As you can see, the wildcard adds significantly more complexity to the algorithm. This is especially true when you have 2 or 3 wildcards in a word at once. Thankfully, we are running this in C++, so we can easily go through millions of permutations in a reasonable time.

Website implementation

Now for something special. I wanted to port over the C++ version into JavaScript just so it can be accessible on any platform out there. So here you go. It'll be a bit slower but at least it'll run on anything, including your phone.

Make sure JavaScript is enabled in your browser. Additionally, the dictionary is loading in the background. By the time you hit this part of the blog post, the dictionary should have fully loaded. The apps will tell you if it hasn't been fully loaded just yet. Finally, note that Birdigo may update its dictionary at any time without me knowing. Check the build date of the game alongside the date of this blog post. I might update the word list occasionally.

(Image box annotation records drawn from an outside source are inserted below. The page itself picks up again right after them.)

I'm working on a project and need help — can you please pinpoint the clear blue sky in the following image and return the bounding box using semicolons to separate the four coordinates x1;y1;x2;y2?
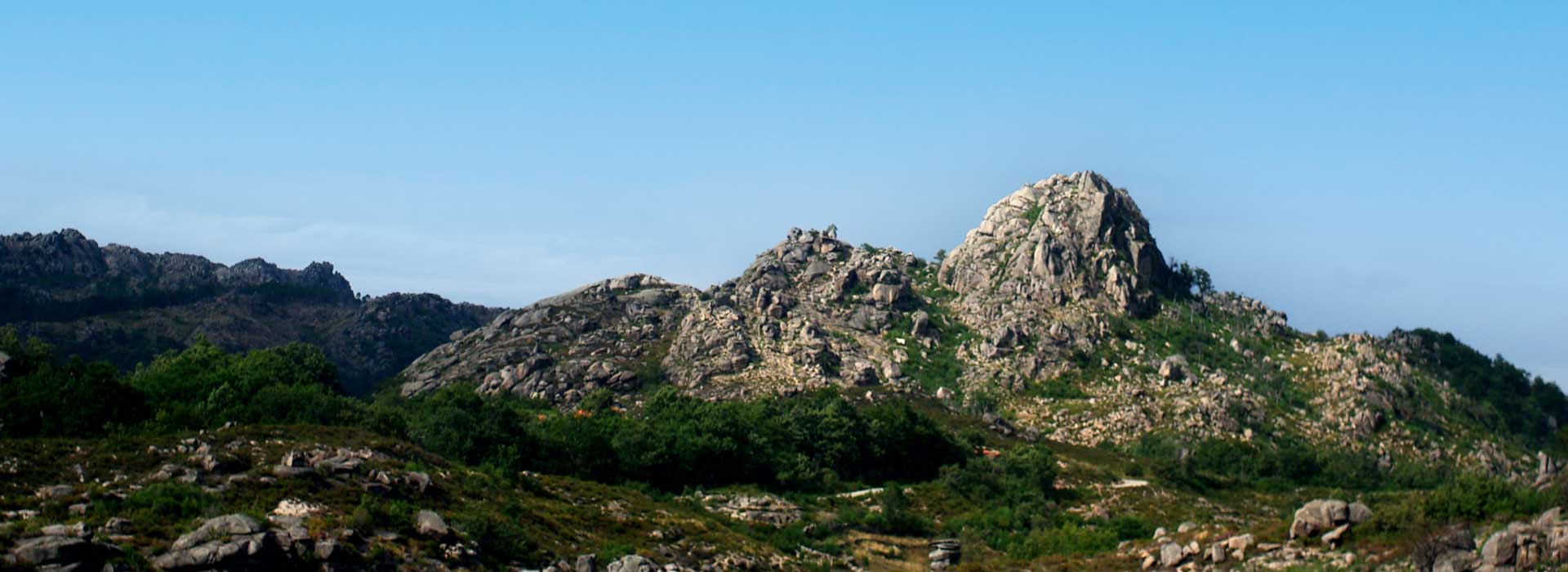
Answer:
0;2;1568;381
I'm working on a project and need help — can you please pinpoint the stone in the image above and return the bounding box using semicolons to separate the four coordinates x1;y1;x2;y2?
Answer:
414;511;452;538
1159;354;1187;381
34;485;77;500
152;514;285;570
1432;550;1476;572
927;538;963;572
604;555;658;572
1160;543;1187;567
1207;543;1229;564
1345;503;1372;525
1290;498;1350;538
702;494;801;526
1225;534;1253;550
872;284;905;306
403;470;431;494
910;311;931;337
1321;524;1350;547
11;536;105;569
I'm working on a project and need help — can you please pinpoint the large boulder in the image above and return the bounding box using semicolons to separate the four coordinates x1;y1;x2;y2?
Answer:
1160;543;1187;567
414;511;452;538
152;514;287;572
927;539;963;572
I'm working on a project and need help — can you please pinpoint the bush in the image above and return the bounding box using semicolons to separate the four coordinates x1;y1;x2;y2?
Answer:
1425;475;1552;522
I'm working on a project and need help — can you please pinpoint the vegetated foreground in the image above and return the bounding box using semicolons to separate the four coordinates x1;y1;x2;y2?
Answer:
0;172;1568;572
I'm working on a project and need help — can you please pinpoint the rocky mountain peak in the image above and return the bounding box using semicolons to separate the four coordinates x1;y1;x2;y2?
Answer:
939;171;1171;325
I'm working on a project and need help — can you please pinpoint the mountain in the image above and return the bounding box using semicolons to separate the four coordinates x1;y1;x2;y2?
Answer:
0;229;499;393
403;172;1568;478
0;172;1568;572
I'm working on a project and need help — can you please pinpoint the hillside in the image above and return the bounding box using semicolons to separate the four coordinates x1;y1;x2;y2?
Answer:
0;229;497;393
403;172;1568;478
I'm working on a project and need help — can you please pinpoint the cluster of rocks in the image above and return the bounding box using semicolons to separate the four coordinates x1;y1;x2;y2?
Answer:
1411;507;1568;572
1290;498;1372;547
927;538;964;572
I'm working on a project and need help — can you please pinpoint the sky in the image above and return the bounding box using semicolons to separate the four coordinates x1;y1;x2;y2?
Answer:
0;2;1568;382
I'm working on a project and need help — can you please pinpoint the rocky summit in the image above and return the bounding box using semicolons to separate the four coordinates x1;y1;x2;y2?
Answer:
402;172;1534;475
0;172;1568;572
0;229;499;393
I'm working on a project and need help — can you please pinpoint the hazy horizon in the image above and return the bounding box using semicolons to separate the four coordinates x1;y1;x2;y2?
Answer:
0;3;1568;382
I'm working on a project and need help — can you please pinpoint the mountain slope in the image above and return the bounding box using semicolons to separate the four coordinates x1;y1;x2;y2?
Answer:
403;172;1568;480
0;229;497;393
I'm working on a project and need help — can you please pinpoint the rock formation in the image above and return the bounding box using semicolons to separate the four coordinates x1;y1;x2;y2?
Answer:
0;229;497;393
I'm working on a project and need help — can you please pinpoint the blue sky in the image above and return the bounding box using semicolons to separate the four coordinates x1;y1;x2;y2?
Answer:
0;2;1568;381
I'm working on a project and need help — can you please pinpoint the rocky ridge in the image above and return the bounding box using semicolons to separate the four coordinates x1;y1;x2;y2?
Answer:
0;229;499;393
403;172;1537;480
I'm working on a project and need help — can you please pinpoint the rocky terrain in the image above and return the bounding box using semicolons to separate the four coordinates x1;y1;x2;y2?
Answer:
403;172;1537;478
0;172;1568;572
0;229;499;393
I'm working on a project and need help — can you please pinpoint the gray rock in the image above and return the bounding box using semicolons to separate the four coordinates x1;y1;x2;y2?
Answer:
910;311;931;337
11;536;107;569
1321;524;1350;547
1347;503;1372;525
1432;550;1476;572
1160;354;1187;381
1160;543;1187;567
414;511;452;538
1290;498;1350;538
152;514;285;572
604;555;658;572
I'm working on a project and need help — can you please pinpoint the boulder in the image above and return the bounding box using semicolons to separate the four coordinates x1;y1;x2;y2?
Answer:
1160;354;1187;381
910;311;931;337
872;284;905;306
152;514;285;572
1345;503;1372;525
1160;543;1187;567
1322;524;1350;547
1290;498;1350;538
927;539;963;572
604;555;660;572
1480;530;1519;565
414;511;452;538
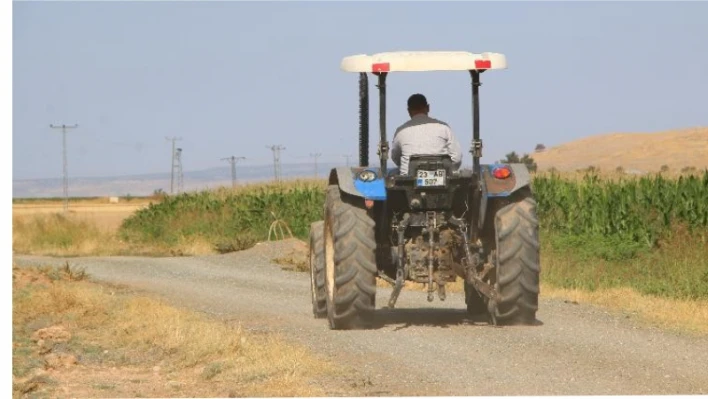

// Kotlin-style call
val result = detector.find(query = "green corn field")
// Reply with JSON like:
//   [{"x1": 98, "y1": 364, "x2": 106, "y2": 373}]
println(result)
[
  {"x1": 121, "y1": 171, "x2": 708, "y2": 247},
  {"x1": 533, "y1": 171, "x2": 708, "y2": 247},
  {"x1": 119, "y1": 171, "x2": 708, "y2": 298}
]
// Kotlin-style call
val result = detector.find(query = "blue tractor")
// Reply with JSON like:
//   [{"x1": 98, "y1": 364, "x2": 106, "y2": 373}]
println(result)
[{"x1": 310, "y1": 52, "x2": 540, "y2": 329}]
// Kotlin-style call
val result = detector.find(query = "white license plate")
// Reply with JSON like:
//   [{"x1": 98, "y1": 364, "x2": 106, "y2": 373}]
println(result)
[{"x1": 416, "y1": 169, "x2": 445, "y2": 187}]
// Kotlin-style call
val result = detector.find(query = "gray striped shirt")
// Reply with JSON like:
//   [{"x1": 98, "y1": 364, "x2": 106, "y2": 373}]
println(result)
[{"x1": 391, "y1": 114, "x2": 462, "y2": 175}]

App 1: Word Validity Checker

Let's say you don't want to cheat too badly. Instead, you just want to check if a word is valid or not. If so, this one is for you. Punch a word into the text box and hit the "Check!" button. It will tell you whether the word was valid or not. This does not account for wildcards.

App 2: Hand Solver

Now for the big one. Let's say you are looking at your hand and have no idea what words or combinations you have at your disposal. Well, if you give this tool your hand, it'll tell you every single possible word you can spell with it. You can even punch in wildcards. It will show the possible spots a wildcard can be applied correctly. If you want to target words of a specific size, set the Word Size parameter. Otherwise leave it blank or set it to 0 to display words of any length.

Source Code

Well, this is a really simple program but I decided to make a Git repository for it anyway. So here you go:

• birdigo-cheat Git Repo

It is only the C++ version. If you want the JavaScript implementation, simply look at the source of this webpage. The C++ version is CLI only. Clone the repo. Type make. And run either test or cheat. The former tests if a word is in the game's dictionary. The latter solves your hand by telling you all possible combinations.

Conclusion

One of my more technical blog posts. Unlike "Breaking Bongo Cat with Game Maker 8", where I explained a bit more of what's going on, I decided this time to just throw C++ code in the blog post and call it a day. I feel bad for that. Maybe I'll revisit this blog post and add in a better explanation in English on what is going on in the recursion step. In fact, if you look at the source code of this web page, you'll see comments of my attempt to do so.

At the very least, I like being able to use data structures and algorithms to solve problems. And now I'll consider Birdigo "solved". I guess I should add the disclaimer in here that it isn't really my intention to cheat, contrary to the dramatic opening of this blog post saying I want to win. I just wanted to write up a tool for the game. To me, that's fun. And my close friend has fun just playing the game. I encourage you to have fun in whatever way you feel is correct.